Kennedy v. Medtronic, Inc., 851 N.E.2d 778, 786 (Ill. App. 2006).

It is both impractical and unrealistic to expect drug manufacturers to police individual operating rooms to determine which doctors adequately supervise their surgical teams. . . .  The defendant cannot control the individual practices of the medical community, even if it is the prevailing practice, and we decline to impose such a duty.  Drug manufacturers must adequately warn physicians of the potential side-effects of their prescription drugs; thereafter, the physician, with his special knowledge of the patient’s needs, assumes the burden of presiding over the patient’s best interests.

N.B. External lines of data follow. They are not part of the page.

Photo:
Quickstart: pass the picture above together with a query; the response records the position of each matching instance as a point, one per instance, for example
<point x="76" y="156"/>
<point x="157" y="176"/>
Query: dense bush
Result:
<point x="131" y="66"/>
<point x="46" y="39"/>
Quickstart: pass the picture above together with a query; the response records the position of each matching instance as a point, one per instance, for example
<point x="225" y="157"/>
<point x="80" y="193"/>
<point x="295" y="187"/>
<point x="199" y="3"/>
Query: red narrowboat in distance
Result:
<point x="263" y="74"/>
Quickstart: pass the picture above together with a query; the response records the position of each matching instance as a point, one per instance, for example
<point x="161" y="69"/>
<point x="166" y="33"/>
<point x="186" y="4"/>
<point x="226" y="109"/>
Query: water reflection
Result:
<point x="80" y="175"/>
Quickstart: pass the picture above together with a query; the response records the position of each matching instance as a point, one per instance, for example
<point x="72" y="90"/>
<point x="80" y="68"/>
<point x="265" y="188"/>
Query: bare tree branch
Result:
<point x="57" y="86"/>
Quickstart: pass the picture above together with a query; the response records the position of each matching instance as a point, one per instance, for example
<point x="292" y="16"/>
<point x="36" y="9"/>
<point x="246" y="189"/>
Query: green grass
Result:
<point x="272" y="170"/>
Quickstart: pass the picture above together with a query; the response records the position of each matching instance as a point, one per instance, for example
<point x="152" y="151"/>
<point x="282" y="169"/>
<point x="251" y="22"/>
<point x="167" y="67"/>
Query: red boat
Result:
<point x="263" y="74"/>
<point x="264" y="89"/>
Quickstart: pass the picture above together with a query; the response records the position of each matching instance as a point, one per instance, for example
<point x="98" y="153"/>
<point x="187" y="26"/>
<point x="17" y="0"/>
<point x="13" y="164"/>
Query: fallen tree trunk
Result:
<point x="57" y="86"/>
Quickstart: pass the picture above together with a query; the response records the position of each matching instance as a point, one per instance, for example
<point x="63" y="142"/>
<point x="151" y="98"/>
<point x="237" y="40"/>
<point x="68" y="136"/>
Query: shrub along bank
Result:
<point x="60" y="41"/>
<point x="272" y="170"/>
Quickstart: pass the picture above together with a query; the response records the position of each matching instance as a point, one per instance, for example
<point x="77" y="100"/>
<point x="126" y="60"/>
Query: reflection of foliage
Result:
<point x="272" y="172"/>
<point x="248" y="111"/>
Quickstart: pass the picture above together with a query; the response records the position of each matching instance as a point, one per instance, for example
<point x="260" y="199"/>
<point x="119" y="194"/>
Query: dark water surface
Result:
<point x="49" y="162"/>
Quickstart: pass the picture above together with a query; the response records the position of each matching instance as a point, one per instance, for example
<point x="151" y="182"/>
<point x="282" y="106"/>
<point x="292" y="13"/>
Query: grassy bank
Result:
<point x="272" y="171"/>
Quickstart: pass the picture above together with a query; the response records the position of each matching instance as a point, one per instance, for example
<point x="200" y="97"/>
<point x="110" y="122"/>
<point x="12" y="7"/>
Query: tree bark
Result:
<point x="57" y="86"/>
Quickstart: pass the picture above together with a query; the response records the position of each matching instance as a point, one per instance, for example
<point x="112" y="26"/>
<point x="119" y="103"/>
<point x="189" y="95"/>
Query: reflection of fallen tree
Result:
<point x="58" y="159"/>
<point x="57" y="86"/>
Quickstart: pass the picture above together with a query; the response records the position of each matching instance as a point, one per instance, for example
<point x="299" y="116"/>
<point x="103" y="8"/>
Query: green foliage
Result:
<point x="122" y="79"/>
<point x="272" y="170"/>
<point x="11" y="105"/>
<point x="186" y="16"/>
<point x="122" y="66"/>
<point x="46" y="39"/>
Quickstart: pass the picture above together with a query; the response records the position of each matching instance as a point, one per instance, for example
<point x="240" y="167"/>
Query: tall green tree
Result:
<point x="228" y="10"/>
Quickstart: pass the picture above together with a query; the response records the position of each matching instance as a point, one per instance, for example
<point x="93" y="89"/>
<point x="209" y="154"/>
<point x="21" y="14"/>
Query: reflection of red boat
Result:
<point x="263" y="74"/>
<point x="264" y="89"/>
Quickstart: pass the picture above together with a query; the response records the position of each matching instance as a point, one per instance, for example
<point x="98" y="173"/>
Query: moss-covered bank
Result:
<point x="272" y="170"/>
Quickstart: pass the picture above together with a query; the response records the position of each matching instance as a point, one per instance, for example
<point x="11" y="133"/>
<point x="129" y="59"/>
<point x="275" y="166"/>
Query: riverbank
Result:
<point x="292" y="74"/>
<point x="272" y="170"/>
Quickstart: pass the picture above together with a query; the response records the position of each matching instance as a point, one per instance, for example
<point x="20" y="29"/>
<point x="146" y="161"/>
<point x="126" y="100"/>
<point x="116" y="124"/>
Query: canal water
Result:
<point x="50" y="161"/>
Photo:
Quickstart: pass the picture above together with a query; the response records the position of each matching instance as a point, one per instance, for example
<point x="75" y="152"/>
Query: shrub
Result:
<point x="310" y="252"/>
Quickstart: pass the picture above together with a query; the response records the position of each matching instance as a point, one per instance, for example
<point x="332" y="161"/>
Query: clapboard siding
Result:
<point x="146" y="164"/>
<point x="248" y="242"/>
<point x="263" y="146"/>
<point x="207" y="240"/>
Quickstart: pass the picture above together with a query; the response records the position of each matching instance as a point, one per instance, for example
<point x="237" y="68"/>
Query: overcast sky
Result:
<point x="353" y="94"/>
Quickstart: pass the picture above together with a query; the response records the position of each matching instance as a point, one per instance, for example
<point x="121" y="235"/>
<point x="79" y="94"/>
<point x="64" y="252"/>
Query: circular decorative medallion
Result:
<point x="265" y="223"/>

Swayze v. McNeil Laboratories, Inc., 807 F.2d 464, 472 (5th Cir. 1987) (applying Mississippi law).  No court has imposed a “duty on the [pharmaceutical] defendants to interfere with the physician-patient relationship, even if they were aware that the product may have been prescribed inappropriately.”  Labzda v. Purdue Pharma, L.P., 292 F. Supp.2d 1346, 1355 (S.D. Fla. 2003) (applying Florida law).  The same is true in off-label use situations.  Davenport v. Medtronic, Inc., 302 F. Supp.2d 419, 439-440 (E.D. Pa. 2004) (applying Pennsylvania law) (manufacturers do not “allow” physicians to use products off-label in their “practice of medicine”); Little v. Depuy Motech, Inc., 2000 WL 1519962, at *9 (S.D. Cal. June 13, 2000) (physician decisions to use products off-label “do[] not subject the manufacturer to liability, even if it knows of the off-label use”); Cox v. Depuy Motech, Inc., 2000 WL 1160486, at *8-9 (S.D. Cal. March 29, 2000) (same).
We’re thankful that Rounds (and our reader) gave us the excuse to marshal the law refuting these uniformly specious arguments.  In one way or another each of them seeks to blur the distinction drawn by the learned intermediary rule – that prescription medical product manufacturers are responsible for providing adequate warnings concerning their products, and thereafter, it’s the professional duty of doctors to use that information in their own treatment of their patients.